# Trivial question, what does the white paint look like?



## T-shirt (Aug 15, 2004)

For any one who owns a Look from the last couple of model years, can you tell me about the white paint finish? 

It has pretty much been ordained that I must purchase a 585 Optimum this year...the prophecies have foretold it. 

*I'm just curious to know if the white paint is like a pearl-sparkly, or a gloss enamel, or heck even a flat white.* I've only seen pictures and am just curious to know what the finish is like.

Thanks for the help,
Tshirt 

.....


----------



## lemonlime (Sep 24, 2003)

The white 595s I've seen were glossy. Not pearl or flat. Very nice looking, really.


----------



## T-shirt (Aug 15, 2004)

Sounds good to me.

Thanks lemonlime, I appreciate the help.


----------



## Opus51569 (Jul 21, 2009)

I have no doubt the bike itself is fantastic. But I don't know if I could buy a bike that tells people what to do... "LOOK" Not to mention the potential Abbott and Costello factor...

"So, what kind of bike did you buy?"
"Look."
"Look at what?"
"No. LOOK."
"I am looking. I'm looking right at you. What kind of bike it it?"
"LOOK!!!"
"Look where? I don't see anything!"


----------



## The Green Hour (Jul 15, 2008)

Opus51569 said:


> I have no doubt the bike itself is fantastic. But I don't know if I could buy a bike that tells people what to do... "LOOK" Not to mention the potential Abbott and Costello factor...
> 
> "So, what kind of bike did you buy?"
> "Look."
> ...



You gotta love the French...

You could doe the same spin on TIME as well.


----------



## maximum7 (Apr 24, 2008)

I think Look and Time are great names. My buddy was riding through his neighborhood and he had to stop at and intersection and there were 3 kids sitting in their yard and they just yell, "Look? What are we supposed to look at?"


----------



## ph0enix (Aug 12, 2009)

The Green Hour said:


> You gotta love the French...
> 
> You could doe the same spin on TIME as well.
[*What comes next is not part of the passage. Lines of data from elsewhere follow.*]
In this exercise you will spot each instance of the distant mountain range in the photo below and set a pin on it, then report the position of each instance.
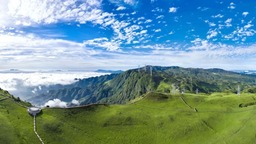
(128, 85)
(109, 71)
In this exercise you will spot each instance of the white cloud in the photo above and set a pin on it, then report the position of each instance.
(212, 33)
(245, 14)
(75, 102)
(218, 16)
(56, 103)
(173, 9)
(130, 2)
(157, 30)
(160, 17)
(248, 26)
(30, 12)
(120, 8)
(148, 21)
(231, 5)
(228, 22)
(26, 84)
(102, 43)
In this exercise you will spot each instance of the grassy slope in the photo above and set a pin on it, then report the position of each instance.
(157, 118)
(16, 126)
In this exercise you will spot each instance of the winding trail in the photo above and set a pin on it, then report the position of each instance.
(36, 131)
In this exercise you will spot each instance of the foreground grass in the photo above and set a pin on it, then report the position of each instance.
(156, 119)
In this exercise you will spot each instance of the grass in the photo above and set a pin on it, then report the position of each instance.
(156, 119)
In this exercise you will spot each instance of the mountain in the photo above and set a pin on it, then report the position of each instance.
(109, 71)
(126, 86)
(158, 118)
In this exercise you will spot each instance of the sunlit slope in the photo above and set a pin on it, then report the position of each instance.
(157, 118)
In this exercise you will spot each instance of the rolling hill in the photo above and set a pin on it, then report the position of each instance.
(124, 87)
(156, 119)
Didn't work when I tried it 

"So, what kind of bike did you buy?"
"Time."
"Time at what?"
"No. Time."
"I am Timeing. I'm Timeing right at you. What kind of bike it it?"
"Time!!!"
"Time where? I don't see anything!"


----------



## Tinea Pedis (Aug 14, 2009)

I thought the same, and did initially laugh, when I first was told that Look was the name of the brand.

Imagine my mirth when there was another French brand called Time! But shattered they never made watches 


fwiw my 2009 595 white is quite vibrant.


----------



## The Green Hour (Jul 15, 2008)

ph0enix said:


> Didn't work when I tried it
> 
> "So, what kind of bike did you buy?"
> "Time."
> ...


No, I was thinking more on the lines of "What Time is it??"

Oh well, it isn't quite the same...


----------